​Amin Maalouf, koronaya dair: Umarım bu sarsıntı bizi uyandırır

Amin Maalouf’tan korona sonrası dünyaya dair bir okuma (Getty Images)
Amin Maalouf’tan korona sonrası dünyaya dair bir okuma (Getty Images)
TT

​Amin Maalouf, koronaya dair: Umarım bu sarsıntı bizi uyandırır

Amin Maalouf’tan korona sonrası dünyaya dair bir okuma (Getty Images)
Amin Maalouf’tan korona sonrası dünyaya dair bir okuma (Getty Images)

Rizab Nehar
“Amin Maalouf'un analizlerinden haberdar olmalıyız.
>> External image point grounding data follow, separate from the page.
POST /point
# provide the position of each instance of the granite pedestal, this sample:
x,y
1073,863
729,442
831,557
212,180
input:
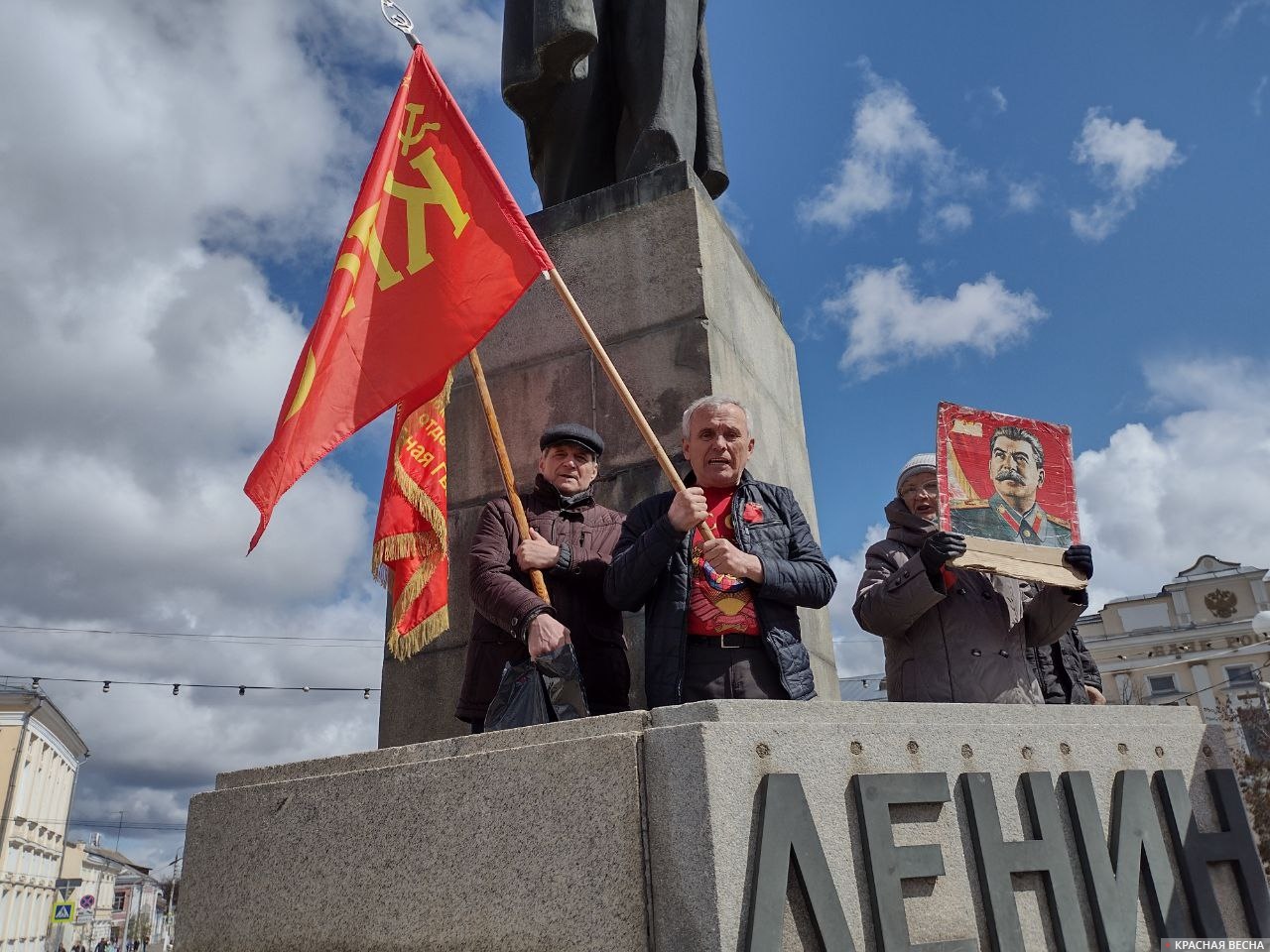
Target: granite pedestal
x,y
683,313
642,832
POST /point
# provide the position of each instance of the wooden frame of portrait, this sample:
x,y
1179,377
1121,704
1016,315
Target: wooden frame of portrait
x,y
989,465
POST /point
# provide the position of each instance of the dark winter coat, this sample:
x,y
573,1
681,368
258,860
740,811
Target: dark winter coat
x,y
965,643
652,569
506,602
1065,667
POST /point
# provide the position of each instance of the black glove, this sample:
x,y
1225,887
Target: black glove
x,y
939,547
1080,558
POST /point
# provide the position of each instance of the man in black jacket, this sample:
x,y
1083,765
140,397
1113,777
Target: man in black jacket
x,y
1066,671
571,539
720,615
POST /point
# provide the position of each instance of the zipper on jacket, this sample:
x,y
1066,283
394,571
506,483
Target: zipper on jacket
x,y
742,531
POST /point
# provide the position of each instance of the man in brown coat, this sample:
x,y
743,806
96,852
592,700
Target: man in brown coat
x,y
572,539
955,634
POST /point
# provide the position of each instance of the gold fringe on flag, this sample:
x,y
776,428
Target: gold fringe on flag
x,y
429,546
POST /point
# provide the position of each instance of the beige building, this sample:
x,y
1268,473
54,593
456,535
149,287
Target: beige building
x,y
1202,640
40,756
96,869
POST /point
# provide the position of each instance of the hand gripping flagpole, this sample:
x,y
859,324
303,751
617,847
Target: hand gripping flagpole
x,y
400,21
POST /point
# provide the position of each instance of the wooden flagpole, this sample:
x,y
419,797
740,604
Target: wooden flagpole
x,y
504,465
620,386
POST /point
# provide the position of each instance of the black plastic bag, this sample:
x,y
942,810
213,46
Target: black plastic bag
x,y
540,692
520,701
563,680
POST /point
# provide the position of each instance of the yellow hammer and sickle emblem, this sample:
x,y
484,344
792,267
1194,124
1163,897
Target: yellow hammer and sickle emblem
x,y
412,137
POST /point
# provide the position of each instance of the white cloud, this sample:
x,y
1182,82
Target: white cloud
x,y
890,322
1242,7
987,100
1157,498
890,154
1123,159
1023,195
168,157
948,220
855,651
734,216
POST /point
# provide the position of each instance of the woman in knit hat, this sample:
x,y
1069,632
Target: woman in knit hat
x,y
951,634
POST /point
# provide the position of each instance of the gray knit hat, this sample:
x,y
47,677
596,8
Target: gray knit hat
x,y
920,462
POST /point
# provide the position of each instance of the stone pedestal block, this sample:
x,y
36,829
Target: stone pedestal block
x,y
683,313
672,830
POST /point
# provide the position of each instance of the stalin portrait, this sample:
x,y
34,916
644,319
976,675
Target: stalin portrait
x,y
1016,468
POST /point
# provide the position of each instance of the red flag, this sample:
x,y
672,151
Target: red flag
x,y
436,253
411,556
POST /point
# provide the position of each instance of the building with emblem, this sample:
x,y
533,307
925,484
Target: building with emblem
x,y
1202,640
40,754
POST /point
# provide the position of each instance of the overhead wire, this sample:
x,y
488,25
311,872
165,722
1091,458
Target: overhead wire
x,y
107,683
280,640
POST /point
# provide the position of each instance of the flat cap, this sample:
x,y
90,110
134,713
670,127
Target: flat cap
x,y
572,433
921,462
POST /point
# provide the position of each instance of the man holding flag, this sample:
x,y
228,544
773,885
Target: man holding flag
x,y
571,540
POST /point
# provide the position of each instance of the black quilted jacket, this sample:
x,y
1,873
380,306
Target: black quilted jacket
x,y
651,569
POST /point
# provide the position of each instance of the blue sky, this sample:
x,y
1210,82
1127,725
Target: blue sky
x,y
1055,212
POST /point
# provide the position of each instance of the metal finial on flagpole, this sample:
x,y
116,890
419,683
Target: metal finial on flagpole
x,y
399,19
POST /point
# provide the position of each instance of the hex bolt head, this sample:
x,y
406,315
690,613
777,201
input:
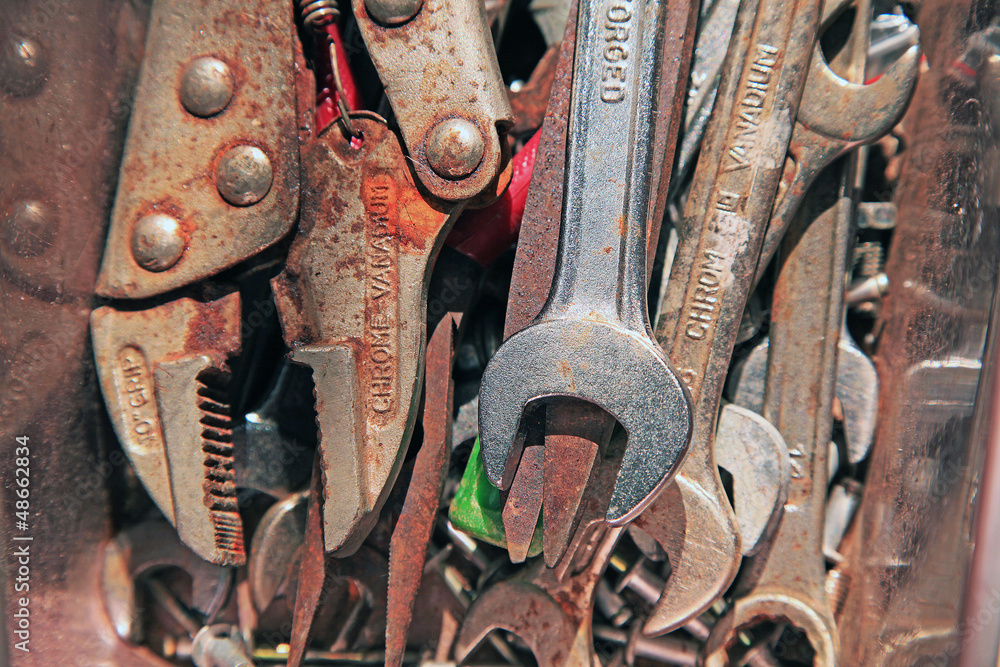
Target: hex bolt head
x,y
244,175
393,12
29,227
157,242
24,66
455,147
206,86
Yirmi yıl önce ‘Ölümcül Kimlikler’ ve on yıl önce de ‘Çivisi Çıkmış Dünya’ kitaplarında kaleme aldığı endişeleri, tarihteki önemli olaylara ilişkin önceden bilgi sahibi olmuşçasına görünen sezgisi sayesinde, kehanetlere dönüşüyor.”
Bu ifadeler, geçtiğimiz yıl Fransız yayın evi ‘Grassret’ tarafından çıkarılan Fransız Akademisi üyesi, roman yazarı Amin Maalouf’un ‘Uygarlıkların Batışı’ adlı kitabının arka kapağında yer alan yazıdan bir alıntıdır. Bu ifadeler ayrıca Maalouf’u ‘tüm halklar için büyük bir darbe olacağı ve dünya gemisinin korkunç bir ölüme sürükleneceği ve insanların bir an önce uyanması gerektiği hipotezinden bahsetmek üzere 23 Nisan'da ‘Radio-Canada’ radyosundaki ‘Ne kadar delirirsek, o kadar çok okuruz’ programında ağırlamaya davet eden radyo sunucusu ve gazeteci Marie-Louise Arsenault’un görüşüdür. Bugün dünya, bir yandan koronavirüs salgını gölgesinde ahlaki ve insani sistemlerinin çöküşüne tanıklık ederken, diğer yandan bizi kurtarabilecek eğitimli sesleri büyük bir dikkatle dinlemesi gereken bir haldedir.
Ahmed Kouao tarafından Fransızcadan yazılı olarak çevrilen radyo röportajında, Maalouf'un mevcut duruma ilişkin görüşleri ele alındı. “Kehanetlerinden emin miydi? İnsanlığı kaos ve bencillikle dolu karanlık bir ortamda boğulmaktan kurtarabilecek planları var mıydı?” sorularının cevapları arandı.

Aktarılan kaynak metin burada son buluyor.